Data will be imported into the GRASS location by means of the i.sentinel.import tool. The command will import all Sentinel bands from input directory recursively. Before importing data let’s check content of the input directory by -p flag. The import procedure will be limited to the 4th and 8th bands in 10m spatial resolution by pattern option.

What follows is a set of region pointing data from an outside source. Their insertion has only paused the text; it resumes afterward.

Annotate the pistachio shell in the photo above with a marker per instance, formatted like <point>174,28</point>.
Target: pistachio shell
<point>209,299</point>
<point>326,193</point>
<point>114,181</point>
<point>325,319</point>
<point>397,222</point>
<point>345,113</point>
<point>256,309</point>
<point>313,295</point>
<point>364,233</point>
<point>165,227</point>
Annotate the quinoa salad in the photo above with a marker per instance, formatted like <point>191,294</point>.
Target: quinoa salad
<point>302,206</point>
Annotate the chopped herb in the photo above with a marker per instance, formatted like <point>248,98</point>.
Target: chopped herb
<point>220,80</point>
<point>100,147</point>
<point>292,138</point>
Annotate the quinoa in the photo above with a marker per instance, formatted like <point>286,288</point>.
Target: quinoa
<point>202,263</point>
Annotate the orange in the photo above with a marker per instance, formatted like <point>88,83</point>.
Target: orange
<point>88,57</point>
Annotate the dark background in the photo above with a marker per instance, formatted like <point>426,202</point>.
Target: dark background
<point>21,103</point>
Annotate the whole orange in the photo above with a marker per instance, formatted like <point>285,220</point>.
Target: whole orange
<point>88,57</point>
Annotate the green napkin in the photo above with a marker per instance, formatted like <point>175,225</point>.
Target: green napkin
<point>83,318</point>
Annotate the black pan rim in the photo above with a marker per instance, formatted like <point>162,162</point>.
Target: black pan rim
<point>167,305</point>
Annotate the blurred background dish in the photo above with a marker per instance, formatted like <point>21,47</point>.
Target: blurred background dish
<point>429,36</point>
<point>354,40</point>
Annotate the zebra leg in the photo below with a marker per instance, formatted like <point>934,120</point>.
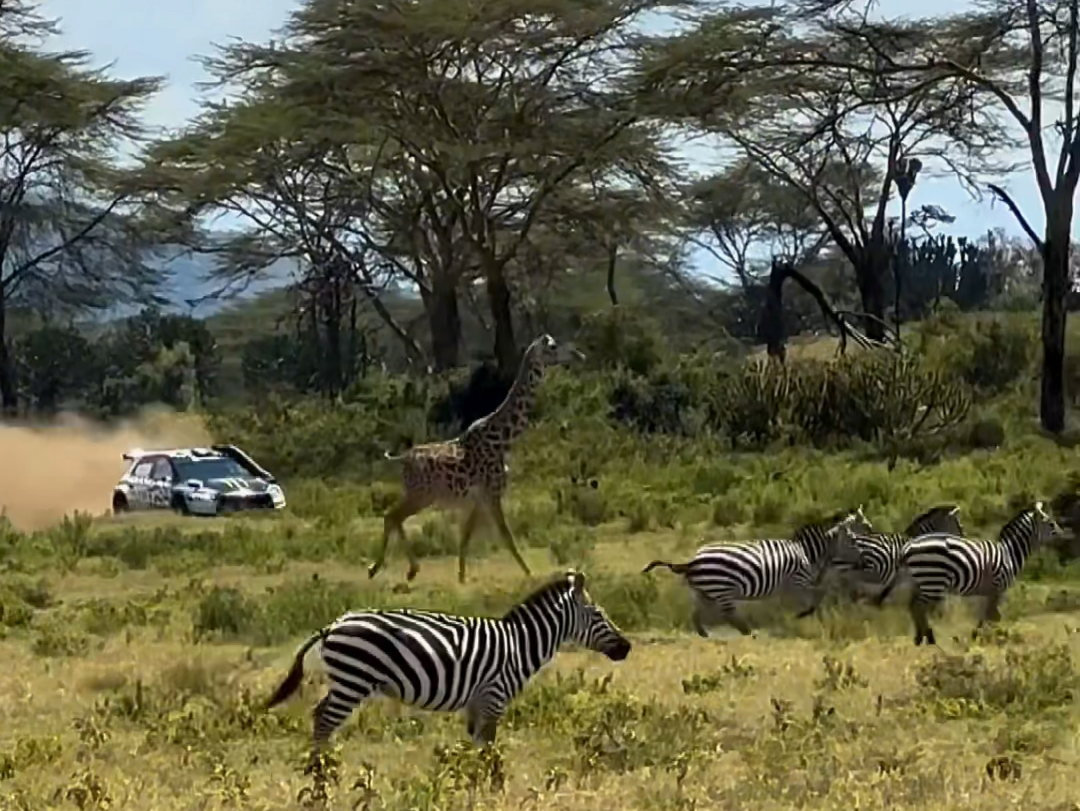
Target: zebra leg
<point>883,594</point>
<point>698,620</point>
<point>329,713</point>
<point>483,722</point>
<point>919,608</point>
<point>990,612</point>
<point>467,532</point>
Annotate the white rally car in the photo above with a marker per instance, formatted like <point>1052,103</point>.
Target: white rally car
<point>196,482</point>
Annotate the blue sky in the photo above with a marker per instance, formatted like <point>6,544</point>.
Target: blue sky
<point>143,38</point>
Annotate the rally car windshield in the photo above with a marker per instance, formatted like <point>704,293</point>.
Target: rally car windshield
<point>207,469</point>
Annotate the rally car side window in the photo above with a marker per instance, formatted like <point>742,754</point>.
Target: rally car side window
<point>162,471</point>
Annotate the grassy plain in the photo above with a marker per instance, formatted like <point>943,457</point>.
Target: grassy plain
<point>137,651</point>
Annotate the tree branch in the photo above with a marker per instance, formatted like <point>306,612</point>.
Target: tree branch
<point>1003,197</point>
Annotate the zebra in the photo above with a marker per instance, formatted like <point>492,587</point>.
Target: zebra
<point>880,552</point>
<point>941,563</point>
<point>721,573</point>
<point>447,662</point>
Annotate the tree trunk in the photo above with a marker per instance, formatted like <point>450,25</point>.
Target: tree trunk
<point>9,397</point>
<point>872,294</point>
<point>444,320</point>
<point>498,296</point>
<point>1055,286</point>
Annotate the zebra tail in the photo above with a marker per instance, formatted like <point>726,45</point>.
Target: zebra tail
<point>295,676</point>
<point>677,568</point>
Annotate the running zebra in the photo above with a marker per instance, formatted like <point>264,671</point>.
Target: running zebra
<point>880,552</point>
<point>719,575</point>
<point>446,662</point>
<point>942,564</point>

i.sentinel.import -p input=/home/user/geodata/sentinel/2019 pattern="20190626T102031_B0[4|8]_10m"
...L2A_T32UPB_A020940_20190626T102028/IMG_DATA/R10m/T32UPB_20190626T102031_B08_10m.jp2 1 (EPSG: 32632)
...L2A_T32UPB_A020940_20190626T102028/IMG_DATA/R10m/T32UPB_20190626T102031_B04_10m.jp2 1 (EPSG: 32632)

By default, input data are imported into GRASS data format. Alternatively, data can be linked if -l is given. It is also useful to import cloud mask vector features by -c flag. We also use register_output option to produce a timestamp plain text file which will be used in Unit 21 - Sentinel spatio-temporal.

i.sentinel.import -l -c input=/home/user/geodata/sentinel/2019 pattern="20190626T102031_B0[4|8]_10m"


Cloud mask is computed by i.sentinel.import, the module doesn’t use cloud mask product stored in a SAFE directory.


Fix i.sentinel.import -c flag to respect pattern parameter.

Now launch the NDVI sample script created in Unit 12 - Script User Interface (ndvi-v4.py) in order to compute NDVI classes.


Fig. 112 Run script to compute NDVI classes.


Fig. 113 Computed NDVI classes for given AOI.